By then the other two tanks had returned with back-up and started firing on the mosque.
The Orphans made their way back to the tunnel system.
‘This was almost too easy’, says Hassan.
Mehdi shrugs.
‘That’s what you get when you put college kids in uniform, brainwash them into thinking they are invincible and fighting inferior beings and don’t teach them a thing about securing a position.’
One of the men carried a large sack back to their hide-out. It’s a bag full of souvenirs the Israeli soldiers were collecting.
There’s a lot of lingerie, kids toys, family photos, cut off fingers, bloody scalps, some almost certainly of women, porcelain, some of it broken, several Korans with pages torn out, on some pages the soldiers have scribbled penises.
‘Why take lingerie? I don’t get it’, says Hassan.
‘I don’t get it either’, says Mehdi. ‘Maybe violence and sexuality are just linked in their minds, I don’t know. We will think about all this later. We have to move now. After this they will destroy the whole town. Hassan, get the word out that everyone who can should leave immediately. Tomorrow it will rain bombs on this place from the morning till the evening. We can relocate north and see what we can hit there. They think the north is safe for them.’

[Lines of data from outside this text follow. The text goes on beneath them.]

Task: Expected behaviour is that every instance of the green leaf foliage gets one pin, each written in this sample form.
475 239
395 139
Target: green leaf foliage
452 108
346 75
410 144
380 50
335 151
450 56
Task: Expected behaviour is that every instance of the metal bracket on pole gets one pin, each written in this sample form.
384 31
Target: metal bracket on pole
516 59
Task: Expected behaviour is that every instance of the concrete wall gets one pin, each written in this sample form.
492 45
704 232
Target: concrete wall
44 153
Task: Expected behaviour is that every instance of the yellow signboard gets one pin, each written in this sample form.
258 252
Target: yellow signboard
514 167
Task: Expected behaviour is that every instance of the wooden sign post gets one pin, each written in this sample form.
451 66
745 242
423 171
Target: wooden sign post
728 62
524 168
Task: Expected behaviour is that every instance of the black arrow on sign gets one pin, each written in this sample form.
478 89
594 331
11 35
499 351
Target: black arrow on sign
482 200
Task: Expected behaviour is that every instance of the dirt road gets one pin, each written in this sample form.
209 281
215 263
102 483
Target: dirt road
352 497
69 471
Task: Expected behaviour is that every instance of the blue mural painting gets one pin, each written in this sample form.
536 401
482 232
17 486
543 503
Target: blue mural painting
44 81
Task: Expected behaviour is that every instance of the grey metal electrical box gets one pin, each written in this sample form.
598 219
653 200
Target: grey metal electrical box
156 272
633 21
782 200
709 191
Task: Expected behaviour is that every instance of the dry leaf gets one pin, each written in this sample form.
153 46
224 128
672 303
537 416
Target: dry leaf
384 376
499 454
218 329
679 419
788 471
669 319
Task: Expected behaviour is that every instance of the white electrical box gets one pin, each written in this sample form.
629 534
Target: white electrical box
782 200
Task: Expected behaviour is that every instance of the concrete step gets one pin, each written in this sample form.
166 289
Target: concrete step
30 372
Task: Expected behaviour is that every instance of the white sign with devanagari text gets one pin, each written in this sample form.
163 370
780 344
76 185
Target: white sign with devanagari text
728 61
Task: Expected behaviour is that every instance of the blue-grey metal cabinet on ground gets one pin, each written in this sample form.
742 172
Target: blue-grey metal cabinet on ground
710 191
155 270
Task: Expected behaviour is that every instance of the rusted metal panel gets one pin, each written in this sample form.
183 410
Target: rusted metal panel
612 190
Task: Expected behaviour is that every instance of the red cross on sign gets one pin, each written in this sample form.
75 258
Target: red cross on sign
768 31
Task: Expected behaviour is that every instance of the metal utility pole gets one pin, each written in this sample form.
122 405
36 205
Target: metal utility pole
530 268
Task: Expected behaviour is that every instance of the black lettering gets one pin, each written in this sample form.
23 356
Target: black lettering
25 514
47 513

They pack their things in silence.
Every single member is thinking of his parents.
Of the last words spoken between them.
Of the last hug they got.
Of the last loving stroke through their hair by their mother’s hand.
Mehdi is racking his brain. He wants to find the perfect spot for an ambush up north. He knows the ground perfectly.
He has supreme confidence in his men.
None of them fear death, because they all know they will awaken in their mother’s embrace seconds after their deaths. In a parallel universe, they will be kids again, right before Israel murdered their parents, but this time they will live.